Stylized line drawing of mark playing the flute

Tales of woe in the college health center

I attended Lewis & Clark College from 1994–1998 so these stories may not reflect the L&C Health Center of today. I really hope they don’t

I went to the L&C Health Center a handful of times. Mostly for winter colds and once to get all of my vaccinations before heading to Ecuador.

I don’t know why I bothered going. They only offered two options for illness.

They’d take a urine sample to run tests which would find nothing. Or they’d give you a pamphlet of home remedies for colds (running a saline solution through your nose, that sort of thing). Forget about antibiotics or anything useful.
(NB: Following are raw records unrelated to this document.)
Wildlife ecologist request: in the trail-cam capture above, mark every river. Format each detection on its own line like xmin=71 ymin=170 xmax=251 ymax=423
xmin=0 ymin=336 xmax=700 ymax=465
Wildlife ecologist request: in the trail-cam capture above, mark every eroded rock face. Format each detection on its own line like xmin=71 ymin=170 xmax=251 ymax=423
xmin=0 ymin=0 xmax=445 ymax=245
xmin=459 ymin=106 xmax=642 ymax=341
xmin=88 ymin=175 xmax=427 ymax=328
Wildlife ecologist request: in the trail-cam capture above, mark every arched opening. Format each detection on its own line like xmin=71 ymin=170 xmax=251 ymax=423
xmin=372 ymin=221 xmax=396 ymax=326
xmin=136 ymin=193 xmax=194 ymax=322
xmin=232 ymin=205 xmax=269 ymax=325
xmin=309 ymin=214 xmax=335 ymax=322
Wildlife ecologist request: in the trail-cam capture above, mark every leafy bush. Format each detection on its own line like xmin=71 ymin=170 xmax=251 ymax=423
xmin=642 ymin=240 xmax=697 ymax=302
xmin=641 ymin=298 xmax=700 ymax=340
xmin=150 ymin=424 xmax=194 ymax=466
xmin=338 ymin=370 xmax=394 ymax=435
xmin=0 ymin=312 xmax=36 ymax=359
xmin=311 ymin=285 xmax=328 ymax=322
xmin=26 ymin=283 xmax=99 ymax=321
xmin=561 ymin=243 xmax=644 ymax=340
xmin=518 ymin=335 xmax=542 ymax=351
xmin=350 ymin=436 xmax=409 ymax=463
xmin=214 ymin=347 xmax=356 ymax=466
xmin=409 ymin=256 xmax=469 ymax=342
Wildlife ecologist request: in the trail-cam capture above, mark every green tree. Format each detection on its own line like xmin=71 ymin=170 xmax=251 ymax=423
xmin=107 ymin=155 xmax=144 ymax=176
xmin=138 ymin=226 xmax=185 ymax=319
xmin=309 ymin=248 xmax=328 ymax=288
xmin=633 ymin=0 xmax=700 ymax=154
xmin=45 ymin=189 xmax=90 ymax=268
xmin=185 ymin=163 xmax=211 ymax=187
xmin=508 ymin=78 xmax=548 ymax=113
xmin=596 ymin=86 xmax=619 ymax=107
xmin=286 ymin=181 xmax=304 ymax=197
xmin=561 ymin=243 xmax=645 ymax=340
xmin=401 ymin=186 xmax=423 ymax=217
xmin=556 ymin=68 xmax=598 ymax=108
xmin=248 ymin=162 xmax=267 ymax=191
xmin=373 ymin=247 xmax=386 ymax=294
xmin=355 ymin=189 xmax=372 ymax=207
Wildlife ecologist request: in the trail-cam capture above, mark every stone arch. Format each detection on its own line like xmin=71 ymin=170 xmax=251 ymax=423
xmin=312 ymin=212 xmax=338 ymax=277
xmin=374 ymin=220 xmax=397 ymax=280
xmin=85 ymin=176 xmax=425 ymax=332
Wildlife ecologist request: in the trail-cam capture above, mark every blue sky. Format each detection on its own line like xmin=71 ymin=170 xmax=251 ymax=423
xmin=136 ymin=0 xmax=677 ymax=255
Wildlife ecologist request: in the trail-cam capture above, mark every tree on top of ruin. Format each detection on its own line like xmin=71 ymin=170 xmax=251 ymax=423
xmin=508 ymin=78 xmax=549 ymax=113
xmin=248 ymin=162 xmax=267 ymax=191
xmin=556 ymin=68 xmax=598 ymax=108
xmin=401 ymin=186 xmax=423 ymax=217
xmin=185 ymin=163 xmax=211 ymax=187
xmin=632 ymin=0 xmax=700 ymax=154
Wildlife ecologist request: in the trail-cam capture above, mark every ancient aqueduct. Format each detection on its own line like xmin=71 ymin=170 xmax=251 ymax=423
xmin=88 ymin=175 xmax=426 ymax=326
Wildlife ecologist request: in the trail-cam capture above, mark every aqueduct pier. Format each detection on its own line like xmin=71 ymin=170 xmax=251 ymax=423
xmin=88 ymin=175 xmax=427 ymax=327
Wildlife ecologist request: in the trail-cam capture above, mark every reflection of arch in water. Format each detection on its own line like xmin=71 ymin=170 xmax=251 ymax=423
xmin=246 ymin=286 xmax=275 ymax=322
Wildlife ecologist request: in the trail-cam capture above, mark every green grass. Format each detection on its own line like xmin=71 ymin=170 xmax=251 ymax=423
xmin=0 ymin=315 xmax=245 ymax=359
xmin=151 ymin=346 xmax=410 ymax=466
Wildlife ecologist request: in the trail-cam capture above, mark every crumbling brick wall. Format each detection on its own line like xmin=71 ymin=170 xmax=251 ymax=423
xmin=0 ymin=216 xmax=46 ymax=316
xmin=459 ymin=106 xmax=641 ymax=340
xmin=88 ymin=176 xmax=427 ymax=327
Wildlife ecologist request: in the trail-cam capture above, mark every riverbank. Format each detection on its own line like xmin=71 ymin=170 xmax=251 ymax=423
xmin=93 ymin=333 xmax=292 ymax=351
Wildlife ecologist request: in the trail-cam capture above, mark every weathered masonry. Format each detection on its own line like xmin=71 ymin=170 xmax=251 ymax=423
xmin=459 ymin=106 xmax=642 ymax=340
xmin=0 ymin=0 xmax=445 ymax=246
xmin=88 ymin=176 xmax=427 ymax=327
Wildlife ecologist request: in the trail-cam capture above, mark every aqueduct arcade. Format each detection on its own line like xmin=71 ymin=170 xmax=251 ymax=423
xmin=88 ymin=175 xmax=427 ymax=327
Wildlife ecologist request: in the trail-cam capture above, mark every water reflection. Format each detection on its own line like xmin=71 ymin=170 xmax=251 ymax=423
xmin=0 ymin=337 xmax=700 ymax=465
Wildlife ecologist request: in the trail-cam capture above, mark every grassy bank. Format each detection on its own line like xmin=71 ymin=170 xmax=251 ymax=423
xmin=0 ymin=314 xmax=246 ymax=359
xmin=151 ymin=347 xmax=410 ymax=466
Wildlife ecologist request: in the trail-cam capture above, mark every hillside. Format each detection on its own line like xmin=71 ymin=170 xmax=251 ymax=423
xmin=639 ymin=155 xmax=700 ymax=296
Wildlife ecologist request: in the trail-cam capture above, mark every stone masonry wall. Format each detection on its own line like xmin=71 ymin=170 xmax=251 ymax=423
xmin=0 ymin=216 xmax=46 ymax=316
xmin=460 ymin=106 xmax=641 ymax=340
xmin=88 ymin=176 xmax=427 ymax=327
Here are three stories that sum up the health center experience:

You’re pregnant

My friend Amee went to the clinic because she’d been fighting a nasty cold for several weeks. Her conversation with the woman at the clinic went something like this.

Amee: I don’t feel well. I’ve been coughing with some nausea for a couple of weeks now.

Woman: You’re probably pregnant. Let’s do a pregnancy test.

Amee: I’m positive that’s not it. What else can we try?

Woman: No, you’re definitely pregnant.

Amee: But I’ve never had sex with anyone!

Woman: We won’t do anything else until we rule out pregnancy.

They could’ve given me the benefit of the doubt

I went in once, also for a persistent cold. They took a urine sample and sent me back to the waiting room.

When they called me back, they asked if I had masturbated recently because the sample was β€œcontaminated” and they couldn’t run the tests. They weren’t wrong, but I wish they’d at least asked if I’d had sex instead.

It’s not that bad

My friend Casey went to the clinic with extreme stomach pain and vomiting. They told him he had food poisoning from the cafeteria and sent him back to his room.

After a couple more hours, he was in so much pain that he went back. They still insisted it was food poisoning and there was nothing they could do.

Finally, at 3am, he was in such agony that he had a friend drive him to the ER where he was diagnosed with acute appendicitis. It had been so long that his appendix had ruptured and he had to have a lengthy surgery. He spent weeks walking around campus with an open wound on his abdomen so it could drain.